Strukturelle Probleme belasten weiterhin
Die privaten Ausrüstungsinvestitionen sind hingegen erneut gesunken, was den seit zwei Jahren bestehenden trend fortsetzt. Strukturelle Herausforderungen wie der demographische Wandel, die Energiewende und der Strukturwandel in China belasten die deutsche Wirtschaft weiterhin. Unterstützend wirkt dagegen die geldpolitische Lockerung der Europäischen Zentralbank (EZB), insbesondere durch günstigere Finanzierungskonditionen für die Immobilienwirtschaft.
Risiken durch handelskonflikte bleiben bestehen
Die Prognose des IWH basiert auf der Annahme, dass die US-Zölle auf dem aktuellen Niveau verbleiben. Unter diesen Bedingungen wird für das zweite und insbesondere das dritte Quartal 2025 mit einem Rückgang der deutschen Exporte gerechnet. Die konjunkturelle Erholung dürfte dadurch zwar gedämpft, aber nicht vollständig gestoppt werden.
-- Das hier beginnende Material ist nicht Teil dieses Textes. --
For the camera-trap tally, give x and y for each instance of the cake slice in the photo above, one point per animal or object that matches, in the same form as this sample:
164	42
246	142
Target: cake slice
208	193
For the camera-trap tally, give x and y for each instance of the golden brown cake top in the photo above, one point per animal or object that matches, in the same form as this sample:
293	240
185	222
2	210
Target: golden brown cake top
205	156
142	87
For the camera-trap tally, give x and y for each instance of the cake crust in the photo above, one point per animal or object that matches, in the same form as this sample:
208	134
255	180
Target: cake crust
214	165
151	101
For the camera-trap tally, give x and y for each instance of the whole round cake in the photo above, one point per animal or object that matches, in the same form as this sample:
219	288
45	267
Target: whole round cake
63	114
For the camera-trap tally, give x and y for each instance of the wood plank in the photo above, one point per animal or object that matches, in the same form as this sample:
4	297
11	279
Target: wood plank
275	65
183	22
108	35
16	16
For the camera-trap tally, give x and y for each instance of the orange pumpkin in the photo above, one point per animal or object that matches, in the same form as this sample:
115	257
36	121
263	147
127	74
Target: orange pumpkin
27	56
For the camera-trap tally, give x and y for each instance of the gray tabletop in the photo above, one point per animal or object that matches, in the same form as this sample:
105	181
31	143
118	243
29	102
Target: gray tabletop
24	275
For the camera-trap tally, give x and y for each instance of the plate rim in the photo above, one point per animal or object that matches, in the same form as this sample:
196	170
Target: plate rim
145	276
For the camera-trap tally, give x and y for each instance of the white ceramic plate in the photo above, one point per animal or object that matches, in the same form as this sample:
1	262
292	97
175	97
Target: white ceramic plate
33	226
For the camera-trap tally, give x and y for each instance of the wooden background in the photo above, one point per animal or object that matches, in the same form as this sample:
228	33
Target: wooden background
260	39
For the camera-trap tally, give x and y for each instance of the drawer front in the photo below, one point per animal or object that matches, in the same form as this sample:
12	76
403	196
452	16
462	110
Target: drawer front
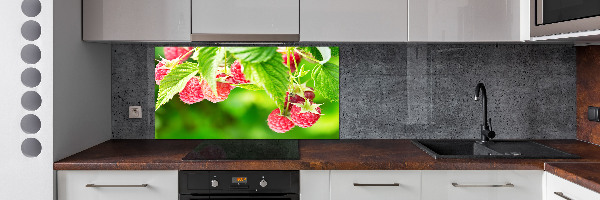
482	184
314	185
407	185
566	189
161	185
Erst ab 2026 dürfte sich eine finanzpolitische Wende spürbar positiv auf die Produktion auswirken. Das gesamtstaatliche Haushaltsdefizit bleibt während des gesamten prognosezeitraums hoch.
Oliver holtemöller weist darauf hin, dass eine mögliche Eskalation der US-Handelskonflikte ein erhebliches risiko für die deutsche Konjunktur darstellt. So wurde die Anfang April angekündigte Erhöhung der US-Zölle auf EU-Waren nur temporär bis Juli reduziert, um Raum für Verhandlungen zu schaffen.
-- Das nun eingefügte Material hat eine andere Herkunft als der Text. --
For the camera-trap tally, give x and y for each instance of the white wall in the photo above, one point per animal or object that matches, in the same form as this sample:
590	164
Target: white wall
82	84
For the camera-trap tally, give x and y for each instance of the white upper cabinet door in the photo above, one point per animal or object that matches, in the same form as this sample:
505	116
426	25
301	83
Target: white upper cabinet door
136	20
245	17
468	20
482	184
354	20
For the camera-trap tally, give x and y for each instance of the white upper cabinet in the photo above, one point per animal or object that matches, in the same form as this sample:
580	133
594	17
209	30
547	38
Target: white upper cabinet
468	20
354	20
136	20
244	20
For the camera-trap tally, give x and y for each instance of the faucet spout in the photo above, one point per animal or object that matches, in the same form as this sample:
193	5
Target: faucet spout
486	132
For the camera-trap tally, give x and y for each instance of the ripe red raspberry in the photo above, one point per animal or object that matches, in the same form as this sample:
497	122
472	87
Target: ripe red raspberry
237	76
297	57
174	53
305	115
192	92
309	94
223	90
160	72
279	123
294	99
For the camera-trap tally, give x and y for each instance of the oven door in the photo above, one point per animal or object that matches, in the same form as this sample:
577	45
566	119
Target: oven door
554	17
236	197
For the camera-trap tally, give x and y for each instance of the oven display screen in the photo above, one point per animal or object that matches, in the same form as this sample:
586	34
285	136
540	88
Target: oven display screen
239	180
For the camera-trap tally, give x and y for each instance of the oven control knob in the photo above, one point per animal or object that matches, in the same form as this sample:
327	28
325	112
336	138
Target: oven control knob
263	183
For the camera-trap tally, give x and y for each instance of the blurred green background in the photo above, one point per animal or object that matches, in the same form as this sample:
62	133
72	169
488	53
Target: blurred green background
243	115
Konflikt zwischen USA und China belastet deutsche Industrie
Auch der Handelskonflikt zwischen den USA und China birgt erhebliche Risiken für die deutsche Wirtschaft. Verzögerungen bei Lizenzvergaben für Ausfuhren seltener Erden haben bereits zu Engpässen geführt,die Teile der Produktion im verarbeitenden Gewerbe bedrohen. Laut IWH stellt der wirtschaftliche Gegensatz zwischen den USA und China die deutsche Industrie vor besondere Herausforderungen, da sie eng mit Produzenten in beiden Wirtschaftsräumen verflochten ist.